The global trade finance gap widened to USD 2.5 tn in 2022, which accounts for 10% of global merchandise trade,according to an Asian Development Bank (ADB) survey (pdf). The gap — which jumped 47% from its 2020 level of USD 1.7 tn — came off the back of post-pandemic macro headwinds, increased rates of rejection of trade financing requests, as well as the Russia-Ukraine war.

The trade finance gap posed a major supply chain issue for companies: Inadequate funding and elevated transportation costs were voted as the two biggest supply chain challenges faced by firms in 2022, the survey added. Around 34% saw insufficient funding as a barrier to efficient supply chains, with 27% voting high transport costs as a reason and 12% raising concerns around the lack of visibility into supply chain operations.

Reliable logistics needs sufficient funding, firms say: Some 21% of firms highlighted access to sufficient funding as a solution to boost supply chain resilience and reliability of logistics providers, whilst 16% of firms see digitization as a fix.
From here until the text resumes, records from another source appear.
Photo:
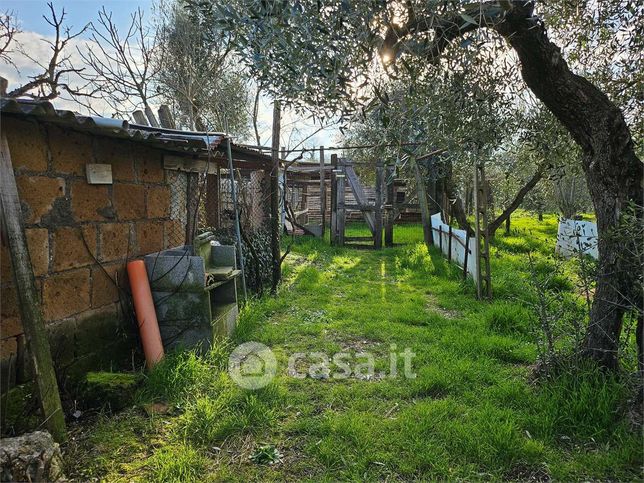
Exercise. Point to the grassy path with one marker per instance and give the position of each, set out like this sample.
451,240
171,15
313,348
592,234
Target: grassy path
470,412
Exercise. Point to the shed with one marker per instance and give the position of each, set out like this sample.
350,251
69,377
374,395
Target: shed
96,192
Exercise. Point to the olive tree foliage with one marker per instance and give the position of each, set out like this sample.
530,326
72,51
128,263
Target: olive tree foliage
337,55
198,74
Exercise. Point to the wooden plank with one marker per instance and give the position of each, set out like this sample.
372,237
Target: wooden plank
377,240
322,193
334,206
424,205
358,238
276,217
390,208
360,196
29,301
341,212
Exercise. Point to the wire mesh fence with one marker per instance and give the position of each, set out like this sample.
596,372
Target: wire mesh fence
203,202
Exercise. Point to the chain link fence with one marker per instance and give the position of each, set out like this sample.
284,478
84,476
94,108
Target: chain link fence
203,202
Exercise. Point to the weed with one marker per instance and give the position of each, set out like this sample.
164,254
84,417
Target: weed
176,464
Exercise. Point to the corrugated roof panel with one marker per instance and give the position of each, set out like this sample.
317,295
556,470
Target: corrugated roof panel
168,139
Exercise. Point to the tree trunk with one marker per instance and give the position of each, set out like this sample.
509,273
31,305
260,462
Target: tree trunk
516,202
613,171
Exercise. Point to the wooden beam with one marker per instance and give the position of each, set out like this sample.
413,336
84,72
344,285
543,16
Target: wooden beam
359,194
29,300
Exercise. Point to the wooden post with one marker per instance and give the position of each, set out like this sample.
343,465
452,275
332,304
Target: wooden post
192,206
275,194
467,253
377,240
212,199
482,234
334,199
390,208
29,301
322,192
424,205
341,212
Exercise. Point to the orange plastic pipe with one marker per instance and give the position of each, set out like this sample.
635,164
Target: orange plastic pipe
145,314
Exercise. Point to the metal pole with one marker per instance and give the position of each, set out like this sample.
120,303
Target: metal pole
233,193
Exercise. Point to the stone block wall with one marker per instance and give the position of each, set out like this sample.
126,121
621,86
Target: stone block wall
79,238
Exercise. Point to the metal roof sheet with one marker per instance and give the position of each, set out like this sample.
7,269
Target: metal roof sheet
189,142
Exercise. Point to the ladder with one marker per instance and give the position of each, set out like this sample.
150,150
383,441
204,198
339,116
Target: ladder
484,282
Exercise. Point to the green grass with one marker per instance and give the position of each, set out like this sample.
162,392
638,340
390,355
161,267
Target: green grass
472,412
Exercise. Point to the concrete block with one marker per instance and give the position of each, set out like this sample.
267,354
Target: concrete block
26,145
69,249
91,202
38,195
129,201
66,294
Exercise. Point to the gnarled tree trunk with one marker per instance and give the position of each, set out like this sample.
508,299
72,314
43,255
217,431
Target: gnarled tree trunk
613,171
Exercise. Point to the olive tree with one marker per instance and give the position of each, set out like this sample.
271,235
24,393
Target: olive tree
333,55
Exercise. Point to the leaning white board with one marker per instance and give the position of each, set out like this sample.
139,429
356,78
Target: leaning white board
576,236
458,247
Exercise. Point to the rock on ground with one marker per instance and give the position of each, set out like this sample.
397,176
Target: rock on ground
30,457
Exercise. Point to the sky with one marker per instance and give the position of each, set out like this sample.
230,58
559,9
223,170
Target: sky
78,14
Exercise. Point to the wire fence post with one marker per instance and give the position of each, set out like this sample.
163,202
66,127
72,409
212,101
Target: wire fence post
275,194
233,193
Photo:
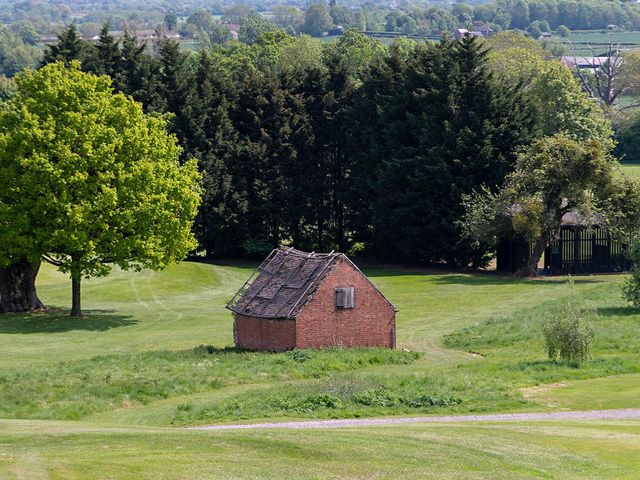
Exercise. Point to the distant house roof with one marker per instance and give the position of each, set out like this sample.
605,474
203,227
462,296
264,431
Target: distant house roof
592,63
285,281
577,219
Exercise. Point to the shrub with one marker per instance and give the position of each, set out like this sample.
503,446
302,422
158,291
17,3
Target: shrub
567,336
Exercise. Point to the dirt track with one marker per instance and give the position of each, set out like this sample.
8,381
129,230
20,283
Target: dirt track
628,414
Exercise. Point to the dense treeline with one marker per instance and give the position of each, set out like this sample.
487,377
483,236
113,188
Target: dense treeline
349,146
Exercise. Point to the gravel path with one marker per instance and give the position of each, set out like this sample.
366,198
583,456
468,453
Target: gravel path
628,414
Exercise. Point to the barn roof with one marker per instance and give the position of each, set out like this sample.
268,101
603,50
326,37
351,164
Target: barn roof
283,283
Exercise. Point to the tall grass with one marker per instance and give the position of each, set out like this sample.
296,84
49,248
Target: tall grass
72,390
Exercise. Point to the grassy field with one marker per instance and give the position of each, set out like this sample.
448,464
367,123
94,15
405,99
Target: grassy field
588,42
70,451
108,391
631,169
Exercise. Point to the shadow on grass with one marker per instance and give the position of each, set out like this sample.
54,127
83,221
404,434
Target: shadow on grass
618,311
58,320
479,279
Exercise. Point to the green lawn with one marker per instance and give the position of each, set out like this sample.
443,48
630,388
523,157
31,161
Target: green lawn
619,391
119,381
586,450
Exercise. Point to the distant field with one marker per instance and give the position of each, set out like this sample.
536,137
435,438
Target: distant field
586,43
631,169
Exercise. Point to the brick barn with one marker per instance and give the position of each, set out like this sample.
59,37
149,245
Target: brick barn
310,300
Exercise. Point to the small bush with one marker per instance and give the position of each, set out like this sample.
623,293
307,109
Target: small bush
567,336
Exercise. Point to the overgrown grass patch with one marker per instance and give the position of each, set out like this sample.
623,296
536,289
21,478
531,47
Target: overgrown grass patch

Some of it is technical: Some 20% of banks said they rejected requests from companies for financial support to help sustain their import and export operations. They cited problems concerning know-your-customer compliance, inadequately presented documentation, and outlooks on high country risk. Some 54% of banks agreed that low company credit ratings were another major reason behind rejections, while 11% said they had limited risk tolerance, and 10% rejected applications from SMEs who lacked valuable assets.

But a lot of it is macro: Some 64% of banks cited the higher interest rate environment as a key barrier to providing trade finance, while 60% of banks voted economic uncertainty on the back of the war in Ukraine as another significant obstacle funding trade.

SMEs had it hard: The rejected applications had a bigger impact on SMEs as opposed to larger companies, the survey found. SMEs accounted for 38% of applications submitted to banks in 2022, and for 45% of the rejections.

And the outlook for 2023 + 2024 isn’t great: Some 23% of firms agree that economic uncertainty is set to worsen the gap in 2023 and 2024, according to the survey. Meanwhile, some 22% cited a lack of access to finance as another potential reason for the widening of the gap, and 16% cited changes in trade policies.

Narrowing the gap: Banks need to introduce additional capacity to further enhance trade finance as an investable asset class, through more SME-targeted credit programs, deep-tier supply chain finance, and attracting new pools of capital, ADB says.

Companies + banks both think digitization is also key: More than 63% of banks agreed that boosting digitization streamlines regulatory compliance checks while promoting enhanced client profiling and risk management for SMEs. Companies agree, with some73% of surveyed firms pointing out the substantial efficiency enhancements experienced due to digitization, including the standardization of digital trade documentation processes.

The caveats: A major obstacle to digitizing business and trade portfolios is attributed to the high costs associated with the process. Further cost-related issues include understanding and implementing technology, insufficiency of globally established laws and standards, as well as a lack of interoperability of existing platforms.

One silver lining: More banks are leaning towards sustainable trade financing. Around70% of banks claimed to have established a definition for climate and green trade finance transactions, with 74% of banks planning to shift towards sustainable and ESG-aligned financing. 82% of banks believe the shift to be a strategic priority, according to the survey.

But standardization is still needed: ADB highlighted the need to harmonize sustainability standards and enhance sustainability-related data collection and reporting mechanisms in order to boost sustainable trade finance.